The first thing that this would enable would be the annotation of a paper’s bibliography with the relevant parts of its text. These are all of the outgoing links from a paper. By analyzing the paper, all of the [22]s or the (Mojo, 1987)s could be associated with the right entry in the bibliography. It would give the references some much-needed context. It would also show which references in a bibliography were actually discussed and which were just mentioned in passing. This could be an application by itself. And while we’re linking the references to the bibliography, it could put in some hyperlinks, like the hyperref package in latex does, but after the fact.

The second thing that it would enable would be the annotation of a paper with all of the things that other papers have said about it. These would be all of the incoming links from other papers.

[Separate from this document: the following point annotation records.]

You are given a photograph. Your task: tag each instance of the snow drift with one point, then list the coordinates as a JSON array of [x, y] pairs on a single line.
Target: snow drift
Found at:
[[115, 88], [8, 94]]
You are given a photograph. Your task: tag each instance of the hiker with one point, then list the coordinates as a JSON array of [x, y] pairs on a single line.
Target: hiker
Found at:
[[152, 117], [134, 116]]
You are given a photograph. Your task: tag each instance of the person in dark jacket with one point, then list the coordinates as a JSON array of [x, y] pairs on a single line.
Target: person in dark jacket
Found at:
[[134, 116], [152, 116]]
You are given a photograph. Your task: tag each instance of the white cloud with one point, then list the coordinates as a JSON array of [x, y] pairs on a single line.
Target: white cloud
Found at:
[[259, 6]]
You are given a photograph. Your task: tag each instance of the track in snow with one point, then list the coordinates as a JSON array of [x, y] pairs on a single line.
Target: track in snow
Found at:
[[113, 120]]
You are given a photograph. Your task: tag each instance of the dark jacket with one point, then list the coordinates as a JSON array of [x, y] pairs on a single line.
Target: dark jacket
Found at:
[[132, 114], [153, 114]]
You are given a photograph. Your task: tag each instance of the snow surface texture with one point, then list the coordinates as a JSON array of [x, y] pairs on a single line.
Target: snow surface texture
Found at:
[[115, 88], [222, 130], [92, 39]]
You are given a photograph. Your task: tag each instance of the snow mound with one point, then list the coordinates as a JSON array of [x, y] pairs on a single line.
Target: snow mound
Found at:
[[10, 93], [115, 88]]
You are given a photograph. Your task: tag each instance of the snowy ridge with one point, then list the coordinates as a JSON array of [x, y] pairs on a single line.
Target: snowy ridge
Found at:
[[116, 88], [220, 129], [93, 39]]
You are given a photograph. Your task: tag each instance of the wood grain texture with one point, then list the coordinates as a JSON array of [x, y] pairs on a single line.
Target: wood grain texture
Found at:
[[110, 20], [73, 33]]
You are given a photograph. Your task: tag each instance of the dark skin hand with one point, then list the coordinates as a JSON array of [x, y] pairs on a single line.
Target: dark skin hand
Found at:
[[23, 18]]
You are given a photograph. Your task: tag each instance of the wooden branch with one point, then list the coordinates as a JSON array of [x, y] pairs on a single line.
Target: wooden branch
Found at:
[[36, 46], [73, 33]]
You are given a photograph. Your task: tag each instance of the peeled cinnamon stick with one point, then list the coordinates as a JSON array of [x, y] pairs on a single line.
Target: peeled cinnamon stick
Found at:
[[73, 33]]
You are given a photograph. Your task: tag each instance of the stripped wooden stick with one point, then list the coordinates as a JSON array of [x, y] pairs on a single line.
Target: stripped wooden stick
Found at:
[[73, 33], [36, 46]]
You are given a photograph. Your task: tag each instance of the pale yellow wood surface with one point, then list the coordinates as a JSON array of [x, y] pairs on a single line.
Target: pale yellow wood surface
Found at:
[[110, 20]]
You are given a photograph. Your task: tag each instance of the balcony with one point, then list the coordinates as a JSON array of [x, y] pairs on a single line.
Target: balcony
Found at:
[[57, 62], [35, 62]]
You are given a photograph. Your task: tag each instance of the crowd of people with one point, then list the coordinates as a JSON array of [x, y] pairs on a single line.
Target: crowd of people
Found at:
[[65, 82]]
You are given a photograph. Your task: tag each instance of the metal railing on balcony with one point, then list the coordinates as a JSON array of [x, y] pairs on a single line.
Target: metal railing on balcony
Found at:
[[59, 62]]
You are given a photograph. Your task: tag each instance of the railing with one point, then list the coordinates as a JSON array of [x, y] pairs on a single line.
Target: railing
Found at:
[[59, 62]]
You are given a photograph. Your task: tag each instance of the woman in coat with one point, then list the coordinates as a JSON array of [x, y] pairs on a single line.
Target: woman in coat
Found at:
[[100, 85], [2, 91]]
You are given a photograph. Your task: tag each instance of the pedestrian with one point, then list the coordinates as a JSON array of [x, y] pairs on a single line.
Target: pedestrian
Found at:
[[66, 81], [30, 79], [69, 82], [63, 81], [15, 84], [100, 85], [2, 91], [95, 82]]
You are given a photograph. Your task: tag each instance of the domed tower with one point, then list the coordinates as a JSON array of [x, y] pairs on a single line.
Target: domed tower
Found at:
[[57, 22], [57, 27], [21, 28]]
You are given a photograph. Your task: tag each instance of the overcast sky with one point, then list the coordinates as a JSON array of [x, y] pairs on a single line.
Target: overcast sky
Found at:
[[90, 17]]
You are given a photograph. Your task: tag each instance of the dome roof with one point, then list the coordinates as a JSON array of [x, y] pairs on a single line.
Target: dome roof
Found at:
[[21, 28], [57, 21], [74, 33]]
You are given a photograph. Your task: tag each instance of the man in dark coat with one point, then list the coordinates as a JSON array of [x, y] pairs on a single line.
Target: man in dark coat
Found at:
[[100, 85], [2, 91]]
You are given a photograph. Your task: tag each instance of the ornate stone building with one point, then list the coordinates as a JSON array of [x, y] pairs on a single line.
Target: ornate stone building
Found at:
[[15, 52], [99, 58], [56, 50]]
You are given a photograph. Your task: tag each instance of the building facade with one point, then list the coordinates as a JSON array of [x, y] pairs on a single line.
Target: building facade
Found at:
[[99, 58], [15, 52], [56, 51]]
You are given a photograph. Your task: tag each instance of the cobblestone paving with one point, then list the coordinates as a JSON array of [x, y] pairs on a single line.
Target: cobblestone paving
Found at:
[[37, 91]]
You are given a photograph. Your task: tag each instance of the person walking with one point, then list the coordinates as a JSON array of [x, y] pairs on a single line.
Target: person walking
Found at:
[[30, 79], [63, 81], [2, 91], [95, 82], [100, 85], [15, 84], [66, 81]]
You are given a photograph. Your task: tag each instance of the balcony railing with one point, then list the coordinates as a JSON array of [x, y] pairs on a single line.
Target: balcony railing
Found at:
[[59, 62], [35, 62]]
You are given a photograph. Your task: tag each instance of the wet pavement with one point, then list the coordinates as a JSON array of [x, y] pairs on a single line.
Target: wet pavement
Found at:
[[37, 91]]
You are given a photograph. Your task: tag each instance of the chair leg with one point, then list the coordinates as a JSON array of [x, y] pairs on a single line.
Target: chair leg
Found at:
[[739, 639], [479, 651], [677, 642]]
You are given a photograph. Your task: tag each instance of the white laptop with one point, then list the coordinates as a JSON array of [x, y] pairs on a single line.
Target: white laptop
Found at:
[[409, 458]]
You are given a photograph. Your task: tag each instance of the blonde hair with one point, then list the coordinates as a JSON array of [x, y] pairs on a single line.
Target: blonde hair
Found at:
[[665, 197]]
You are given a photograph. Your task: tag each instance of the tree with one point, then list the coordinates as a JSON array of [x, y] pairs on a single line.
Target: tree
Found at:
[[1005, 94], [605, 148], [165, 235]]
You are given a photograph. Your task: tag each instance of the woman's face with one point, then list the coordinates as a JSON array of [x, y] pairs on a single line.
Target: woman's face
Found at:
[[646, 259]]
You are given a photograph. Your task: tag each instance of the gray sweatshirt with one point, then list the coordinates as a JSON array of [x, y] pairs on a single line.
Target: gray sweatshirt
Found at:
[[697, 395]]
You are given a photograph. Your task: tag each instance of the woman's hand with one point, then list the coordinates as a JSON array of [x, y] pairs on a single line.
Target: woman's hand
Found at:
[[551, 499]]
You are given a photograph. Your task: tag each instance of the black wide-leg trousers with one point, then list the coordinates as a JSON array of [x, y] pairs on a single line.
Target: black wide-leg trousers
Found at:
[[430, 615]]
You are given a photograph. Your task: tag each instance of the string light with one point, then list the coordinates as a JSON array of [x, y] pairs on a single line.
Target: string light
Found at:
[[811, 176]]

It would give you some context on a new paper that you had just come across in addition to what the authors wrote in the abstract. If you wanted to be really fancy, each reader could have trusted sources of these incoming links. These opinions are like little mini reviews or summaries that have already been published, no need to solicit readers’ opinions. Instead of the first few sentences on a “papers that cite X” page on google scholar, you’d get a page of summaries, reviews, and extracts.

Both of these features would make it much easier to get introduced to a new field or to write a more balanced review of a familiar or semi-familiar field. I know it’s tough to match up bibliography entries with references and with papers themselves, and that there are some user interface issues to work out here, but it shouldn’t be that hard. Maybe crowdsourcing could help if necessary. Hopefully all of this would help allay that niggling fear of missing an important paper.

Posted in ideas, research | Leave a comment

Off to Montreal

Just when you thought I’d given up on this blog…big news! The grant I wrote to the Quebec government came through. I’m going to do a postdoc with Doug Eck at the Universite de Montreal. It should be very cool, I’ll be building up my machine learning chops working on autotagging and other music problems. I move up there in the fall. Now all I have to do is write my dissertation and learn French…

Posted in research | 1 Comment


As I’ve said many times, I’m a big fan of Malcolm Gladwell’s essays, so when Uncle Wayne and Aunt Jane got me a gift certificate to Barnes and Noble for Hanukkah, I bought a copy of his new book, Outliers. I couldn’t put it down and it was a quick read, so I finished it in a few days. The book is broken into two halves. The first half explores the idea that successful people are successful because firstly they get lucky and secondly they work hard to take advantage of that luck. The second half explores the idea that different cultures are, in fact, different and that those differences have real effects over many generations. It’s linked to the first half in that these differences are intertwined with the lucky breaks people get.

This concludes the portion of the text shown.